A gay couple was brutally attacked by groups of skinheads in the early hours of Wednesday morning as they left a gay bar in the center of São Paulo.
The couple suffered head injuries and managed to identify two of their attackers after local police detained some of the suspects.
However, the victims declined to press charges leading to the release of the attackers, reported the daily Estadão.
Brazilian LGBT advocates say this further highlights the absence and stalling of legislation against gay-hate crimes, saying the government is failing to protect its LGBT citizens.
According to São Paulo's Secretariat of Public Security (SSP), the couple, a 23 year-old sculpture and his 34 year-old partner, were in front of a bar on Rua Augusta, around 4am.
While awaiting the arrival of a taxi, the couple was surrounded by a group of skinheads, who shouted homophobic abuse against the victims and attacked them by whacking their backpacks on to their heads.
One victim told the police he felt there were sharp objects inside the backpack as he was being beaten.
Surrounded by the aggressors, the couple was saved by the security guard of the bar, which let the victims back into the safety of the now closed bar.
The couple received head injuries and was taken to the emergency room of the Santa Casa de São Paulo Hospital, where they were treated and released.
Policemen who were patrolling the area were alerted, and questioned the victims about the characteristics of suspects.
Shortly later, police three men and a woman. They also found in a backpack of one of them a wooden bat with nails and nunchacku, weapon consisting of two sticks connected by a chain used in martial arts. In addition, a knife was found in the woman's handbag.

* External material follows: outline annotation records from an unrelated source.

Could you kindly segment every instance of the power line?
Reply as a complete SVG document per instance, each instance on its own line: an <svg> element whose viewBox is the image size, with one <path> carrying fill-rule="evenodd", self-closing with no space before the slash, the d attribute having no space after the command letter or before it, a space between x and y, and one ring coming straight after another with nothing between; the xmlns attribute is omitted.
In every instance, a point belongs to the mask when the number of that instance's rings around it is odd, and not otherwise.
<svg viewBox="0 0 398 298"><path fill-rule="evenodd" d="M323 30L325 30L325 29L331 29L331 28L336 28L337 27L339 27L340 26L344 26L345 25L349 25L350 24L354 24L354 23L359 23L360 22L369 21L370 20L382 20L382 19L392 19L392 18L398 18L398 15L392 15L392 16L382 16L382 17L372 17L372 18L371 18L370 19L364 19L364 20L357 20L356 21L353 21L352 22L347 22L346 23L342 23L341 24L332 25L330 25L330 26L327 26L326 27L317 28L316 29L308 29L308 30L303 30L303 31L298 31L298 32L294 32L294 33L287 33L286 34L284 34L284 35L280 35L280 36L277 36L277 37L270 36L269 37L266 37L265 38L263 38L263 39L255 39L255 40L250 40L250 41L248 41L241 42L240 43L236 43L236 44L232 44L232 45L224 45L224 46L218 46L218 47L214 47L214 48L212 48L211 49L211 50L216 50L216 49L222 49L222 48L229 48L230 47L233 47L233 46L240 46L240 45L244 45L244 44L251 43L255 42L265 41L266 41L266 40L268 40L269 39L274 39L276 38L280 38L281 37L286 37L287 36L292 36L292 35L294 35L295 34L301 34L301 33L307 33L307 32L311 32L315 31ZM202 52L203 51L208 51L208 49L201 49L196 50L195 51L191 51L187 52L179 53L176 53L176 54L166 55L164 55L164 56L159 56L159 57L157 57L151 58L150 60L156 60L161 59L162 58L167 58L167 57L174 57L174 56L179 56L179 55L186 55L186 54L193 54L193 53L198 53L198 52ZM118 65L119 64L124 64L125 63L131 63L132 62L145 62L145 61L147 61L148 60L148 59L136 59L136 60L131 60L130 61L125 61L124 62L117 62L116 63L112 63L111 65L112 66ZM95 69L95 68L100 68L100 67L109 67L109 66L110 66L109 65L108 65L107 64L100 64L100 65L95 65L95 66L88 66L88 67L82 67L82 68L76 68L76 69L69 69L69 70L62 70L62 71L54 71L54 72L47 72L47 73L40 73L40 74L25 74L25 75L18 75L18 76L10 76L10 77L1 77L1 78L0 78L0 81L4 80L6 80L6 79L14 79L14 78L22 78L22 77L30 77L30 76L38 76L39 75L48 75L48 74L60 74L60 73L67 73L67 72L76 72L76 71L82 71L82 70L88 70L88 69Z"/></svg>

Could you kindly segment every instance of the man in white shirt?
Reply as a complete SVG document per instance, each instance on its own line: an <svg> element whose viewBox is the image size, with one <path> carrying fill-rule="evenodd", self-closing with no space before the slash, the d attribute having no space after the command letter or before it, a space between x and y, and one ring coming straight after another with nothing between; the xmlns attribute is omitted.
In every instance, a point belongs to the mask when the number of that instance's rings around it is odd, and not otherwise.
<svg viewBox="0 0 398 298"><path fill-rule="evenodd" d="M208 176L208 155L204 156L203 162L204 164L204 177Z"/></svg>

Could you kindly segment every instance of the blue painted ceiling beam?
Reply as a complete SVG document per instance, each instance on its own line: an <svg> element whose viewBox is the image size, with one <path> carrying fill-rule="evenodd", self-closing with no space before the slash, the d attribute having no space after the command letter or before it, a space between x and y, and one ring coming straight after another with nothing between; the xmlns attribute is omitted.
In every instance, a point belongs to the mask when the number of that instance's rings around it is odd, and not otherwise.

Of the four arrested, two men were recognized by the victims as those responsible for the attacks.
However, as the couple preferred not to press charges formally, the attackers were released.
Brazilian LGBT advocates say the incident, happening in what is considered a safe gay area in a city that holds the world's largest gay pride event, highlights the urgent need for a nation-wide legislation against gay-hate crimes.
Last year a Brazilian law student has been brutally attacked in São Paulo, and in 2010 three gay men were brutally attacked on Avenida Paulista, the city's main avenue where gay pride takes place yearly.
A so called Anti-Homophobia draft law (named PLC 122) calls for up to three years in prison for anyone found guilty of discriminating or inciting violence against LGBT people has been stalled for years in congress, despite such incidents and subsequent call for urgent legislation by local and international rights bodies.
This recent case of anti-gay violence in the heart of one of the two main gay areas of São Paulo just urgent need to criminalize hate crimes in Brazil.
Luiz Henrique, a Brazilian journalist and LGBT rights advocate stated: "Since only the Federal government can regulate criminal laws in the country, São Paulo or any other state in Brazil may have anti-discrimination laws but they cannot legislate such a criminal law.
"While legislation criminalizing hate crimes against race and religion exists, sexual orientation and gender identity have been excluded, despite a draft bill attempting to include them being stalled by federal lawmakers since 2006."
Brazil's powerful evangelical lobby has managed to torpedo any discussion of the bill, but other centrist and even left wing parties seem at times complacent in order to keep the lobby as potential political allies; President Dilma Rousseff seems reluctant to take a definite stance. She has kept conspicuously quiet on the issue, when it appeared in the media following this particular incident and others.
Eduardo Piza Gomes de Mello, a lawyer and LGBT and Human Rights defender from São Paulo commented: "Although the overall crime rate is down sharply in major cities, murders of transgender, gays and lesbians people are on the rise.
"According to a survey conducted by GGB - Gay Group of Bahia in 2012, 338 people were murdered in Brazil because of their sexual orientation or their gender identity, which means one death every 26 hours. Of this total alone, 45 victims are from the state of São Paulo.
"Another survey conducted by the Human Rights Secretariat of the Brazilian presidency points out that in 2012 in São Paulo, there were 409 complaints regarding 817 hate based incidents against the LGBT population, with September attaining a record number of 46 complaints.
"There was an increase of 107% compared to 2011 when 197 complaints were reported.
"The failure of the Brazilian state to act is linked to fundamentalist Christian groups, particularly evangelical neo Pentecostal, which constitute a solid ally of the ruling government and have a policy openly promoting the reduction of the rights of LGBT citizens.
"The Brazilian state is thus running the risk of weakening its links to secularism and strengthening politics and policies aligned with Christian fundamentalism to the detriment of LGBT citizens and other minorities throughout the country."